For the serialization, we traverse the tree depth first and add the current node's value to the serialized string. When we reach a node which is null (basically it's parent doesn't have a child), we put an Empty_Marker to signal that there is no node here. This works assuming the symbols for Empty_Marker and '-' are not going to be used in any node's value.

For the deserialize, we split the given string and put the results in a queue. Then build the tree depth first, getting through the queue's first element and stopping when we reach an Empty_Marker

I will try to do the daily problem everyday, but sometimes life gets in the way :)
Solutions are posted in my github account cwetanow / DailyCodingProblem

.

Feel free to leave a like and let me know in the comments if I should continue to post my solutions.

If you also have any better solution in mind, by all means share it, so we can learn from each other.

DISCUSS (9) In Javascript, JSON serialization/unserialization is already supported, so this felt like cheating:

class Node {
constructor(val, left = null, right = null) {
this.val = val;
this.left = left;
this.right = right;
}

toString() {
return JSON.stringify(this);
}
};

const serialize = node => node.toString();
const deserialize = string => JSON.parse(string);

const node = new Node('root', new Node('left', new Node('left.left')), new Node('right'));

console.log(deserialize(serialize(node)).left.left.val); // prints "left.left"

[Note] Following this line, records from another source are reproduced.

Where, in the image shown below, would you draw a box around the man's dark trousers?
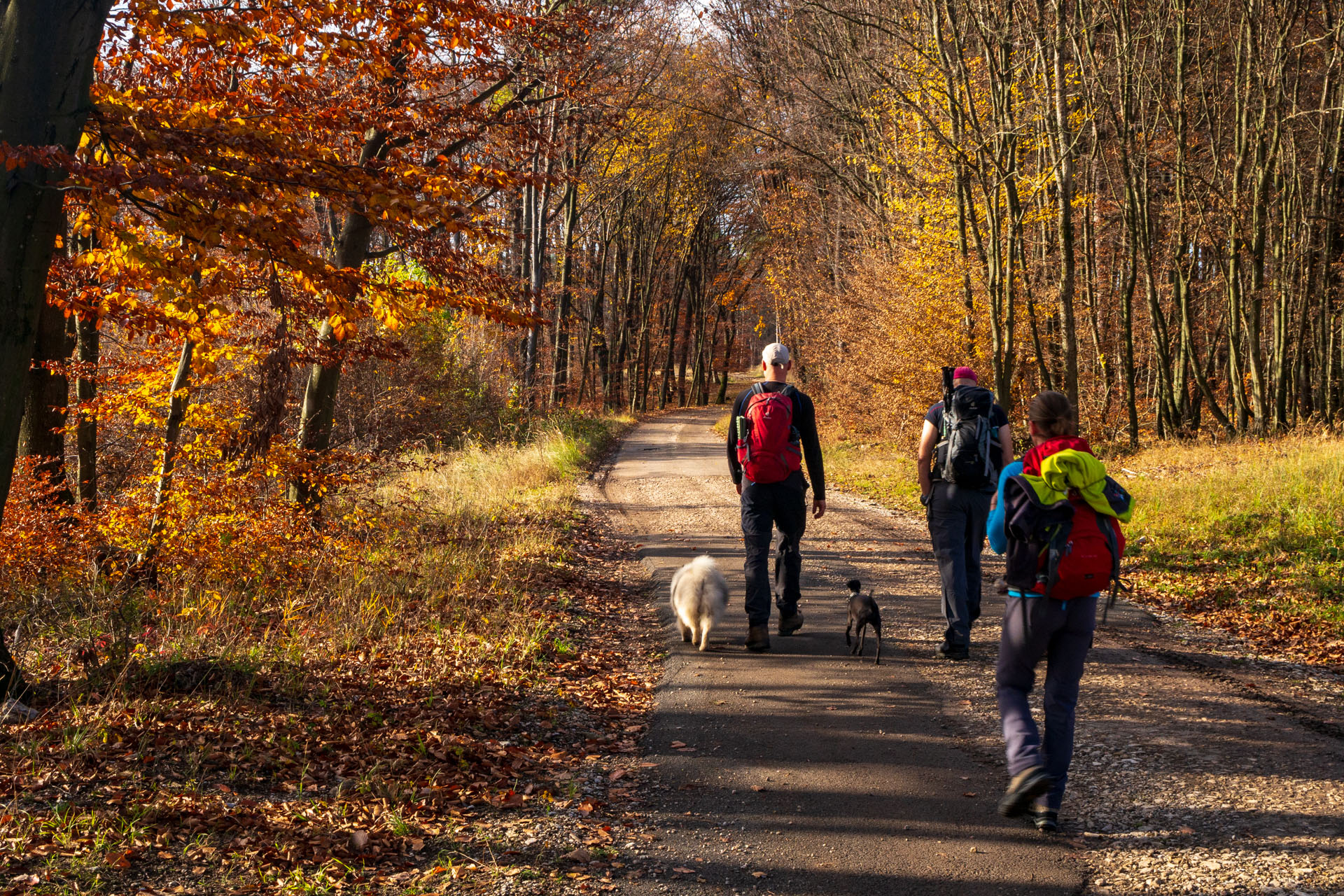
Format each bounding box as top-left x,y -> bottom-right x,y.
995,591 -> 1097,811
929,481 -> 992,648
742,473 -> 808,626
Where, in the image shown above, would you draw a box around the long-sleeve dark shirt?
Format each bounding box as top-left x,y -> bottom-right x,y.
729,380 -> 827,501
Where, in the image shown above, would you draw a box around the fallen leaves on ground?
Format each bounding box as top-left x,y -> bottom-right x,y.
0,515 -> 657,895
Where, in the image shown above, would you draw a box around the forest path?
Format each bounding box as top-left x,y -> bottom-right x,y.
594,408 -> 1344,896
602,408 -> 1082,896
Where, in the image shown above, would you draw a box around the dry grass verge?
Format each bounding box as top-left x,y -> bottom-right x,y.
824,438 -> 1344,665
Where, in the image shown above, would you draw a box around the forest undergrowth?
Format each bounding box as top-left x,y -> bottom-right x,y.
824,435 -> 1344,665
0,415 -> 666,893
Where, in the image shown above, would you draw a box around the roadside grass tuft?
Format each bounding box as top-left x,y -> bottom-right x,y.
822,437 -> 1344,664
821,440 -> 923,514
1107,437 -> 1344,664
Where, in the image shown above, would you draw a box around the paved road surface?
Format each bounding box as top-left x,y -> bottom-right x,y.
602,408 -> 1082,896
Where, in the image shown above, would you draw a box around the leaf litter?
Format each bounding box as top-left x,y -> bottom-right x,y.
0,507 -> 660,896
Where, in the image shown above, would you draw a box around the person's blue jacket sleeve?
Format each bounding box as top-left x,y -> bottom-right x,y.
988,461 -> 1021,554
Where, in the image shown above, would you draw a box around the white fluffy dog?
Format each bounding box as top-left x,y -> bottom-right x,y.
672,555 -> 729,650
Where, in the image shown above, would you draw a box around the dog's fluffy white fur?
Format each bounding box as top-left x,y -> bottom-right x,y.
672,555 -> 729,650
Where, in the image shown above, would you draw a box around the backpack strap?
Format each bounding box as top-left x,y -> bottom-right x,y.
1097,510 -> 1133,622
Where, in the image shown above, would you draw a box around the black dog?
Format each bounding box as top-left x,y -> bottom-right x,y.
844,579 -> 882,665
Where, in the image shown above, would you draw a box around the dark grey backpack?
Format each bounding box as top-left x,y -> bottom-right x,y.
938,386 -> 999,489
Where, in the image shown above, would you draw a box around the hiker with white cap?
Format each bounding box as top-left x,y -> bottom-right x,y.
729,342 -> 827,652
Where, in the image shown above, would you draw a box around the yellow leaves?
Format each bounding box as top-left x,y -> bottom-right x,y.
327,314 -> 359,342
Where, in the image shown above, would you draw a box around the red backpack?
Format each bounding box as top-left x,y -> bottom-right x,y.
736,383 -> 802,485
1040,498 -> 1125,601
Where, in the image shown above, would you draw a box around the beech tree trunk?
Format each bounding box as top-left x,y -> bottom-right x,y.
19,302 -> 74,504
0,0 -> 111,513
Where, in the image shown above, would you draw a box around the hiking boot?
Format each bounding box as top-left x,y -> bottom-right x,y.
938,640 -> 970,659
999,766 -> 1055,818
1031,808 -> 1059,834
748,623 -> 770,653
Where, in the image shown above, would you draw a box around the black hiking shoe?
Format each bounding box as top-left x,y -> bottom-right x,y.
938,640 -> 970,659
999,766 -> 1055,818
1031,808 -> 1059,834
748,624 -> 770,653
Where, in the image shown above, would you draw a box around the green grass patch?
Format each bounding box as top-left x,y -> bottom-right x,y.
1109,438 -> 1344,662
822,438 -> 1344,664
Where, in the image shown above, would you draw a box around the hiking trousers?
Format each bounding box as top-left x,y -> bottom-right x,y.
995,591 -> 1097,811
929,482 -> 993,648
742,473 -> 808,626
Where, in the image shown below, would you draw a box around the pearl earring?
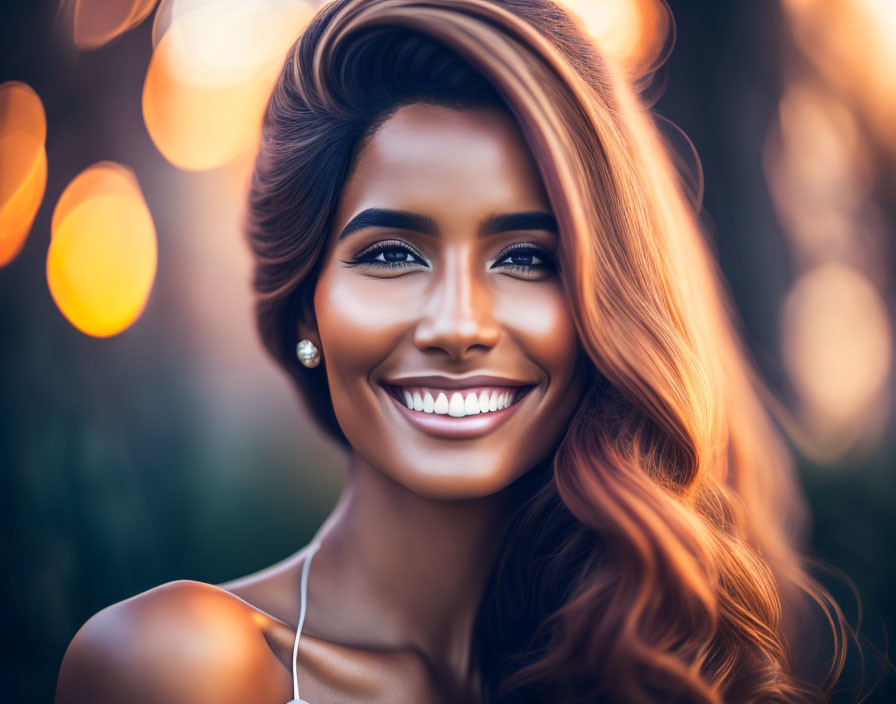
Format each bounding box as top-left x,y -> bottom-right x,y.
296,338 -> 320,367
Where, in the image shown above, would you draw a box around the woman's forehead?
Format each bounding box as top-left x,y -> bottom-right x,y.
334,103 -> 549,226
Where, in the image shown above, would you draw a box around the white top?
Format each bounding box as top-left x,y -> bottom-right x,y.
287,541 -> 320,704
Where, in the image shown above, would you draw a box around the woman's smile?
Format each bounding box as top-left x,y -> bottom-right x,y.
381,375 -> 535,439
310,103 -> 582,498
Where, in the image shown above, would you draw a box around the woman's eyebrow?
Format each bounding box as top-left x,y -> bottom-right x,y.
338,208 -> 558,240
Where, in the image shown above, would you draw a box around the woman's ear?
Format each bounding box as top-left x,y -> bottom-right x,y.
296,294 -> 321,350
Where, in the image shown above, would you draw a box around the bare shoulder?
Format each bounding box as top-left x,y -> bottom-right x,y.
56,580 -> 289,704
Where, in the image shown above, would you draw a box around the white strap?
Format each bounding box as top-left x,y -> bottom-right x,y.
292,542 -> 320,702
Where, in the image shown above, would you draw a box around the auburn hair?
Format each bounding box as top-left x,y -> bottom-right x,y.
246,0 -> 847,704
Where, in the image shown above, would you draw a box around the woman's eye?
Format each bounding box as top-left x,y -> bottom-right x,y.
494,245 -> 553,274
346,242 -> 425,269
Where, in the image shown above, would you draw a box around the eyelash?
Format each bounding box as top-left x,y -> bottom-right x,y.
342,240 -> 556,274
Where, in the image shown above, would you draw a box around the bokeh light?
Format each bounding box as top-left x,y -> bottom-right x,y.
59,0 -> 157,49
781,263 -> 892,457
47,162 -> 157,337
143,0 -> 314,170
783,0 -> 896,153
559,0 -> 673,79
0,81 -> 47,266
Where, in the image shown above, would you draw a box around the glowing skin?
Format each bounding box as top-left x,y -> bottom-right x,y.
57,104 -> 582,704
305,104 -> 578,499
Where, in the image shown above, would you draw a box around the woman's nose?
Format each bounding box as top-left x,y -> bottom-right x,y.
414,256 -> 499,361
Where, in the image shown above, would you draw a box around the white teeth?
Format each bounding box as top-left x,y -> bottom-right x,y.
397,387 -> 516,418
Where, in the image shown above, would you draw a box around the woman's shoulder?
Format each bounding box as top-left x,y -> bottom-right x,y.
56,580 -> 290,704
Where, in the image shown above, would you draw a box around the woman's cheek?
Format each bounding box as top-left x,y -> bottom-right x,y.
495,280 -> 578,384
314,269 -> 413,413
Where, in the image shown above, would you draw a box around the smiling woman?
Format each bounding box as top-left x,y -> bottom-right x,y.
57,0 -> 856,704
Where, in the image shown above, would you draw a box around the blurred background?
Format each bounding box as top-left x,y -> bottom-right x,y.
0,0 -> 896,702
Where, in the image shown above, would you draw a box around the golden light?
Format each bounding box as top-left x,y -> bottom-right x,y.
764,82 -> 882,272
143,0 -> 314,171
781,264 -> 892,455
559,0 -> 673,78
783,0 -> 896,152
59,0 -> 157,49
47,162 -> 157,337
0,81 -> 47,266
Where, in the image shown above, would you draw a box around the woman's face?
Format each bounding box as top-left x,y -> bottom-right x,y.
308,103 -> 582,499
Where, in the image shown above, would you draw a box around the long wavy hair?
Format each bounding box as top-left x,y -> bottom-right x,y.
246,0 -> 847,704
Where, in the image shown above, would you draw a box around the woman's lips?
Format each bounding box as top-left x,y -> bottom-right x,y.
383,386 -> 534,439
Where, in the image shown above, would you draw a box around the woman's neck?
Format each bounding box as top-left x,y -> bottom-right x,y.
305,454 -> 509,677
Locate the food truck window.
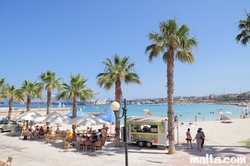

Python solution defining __repr__, which is meant for exactly this purpose:

class Node:
def __init__(self, val, left=None, right=None):
self.val = val
self.left = left
self.right = right

def __repr__(self):
return ( 'Node(' + repr(self.val) + ', '
+ repr(self.left) + ', '
+ repr(self.right) + ')' )

def __eq__(self, other):
if isinstance(other, Node):
return ( self.val == other.val and
self.left == other.left and
self.right == other.right )
return False

def __hash__(self):
return hash((self.val, self.left, self.right))

serialise = repr
deserialise = eval

node = Node('root', Node('left', Node('left.left')), Node('right'))
assert deserialise(serialise(node)).left.left.val == 'left.left'
assert deserialise(serialise(node)) == node
assert hash(deserialise(serialise(node))) == hash(node)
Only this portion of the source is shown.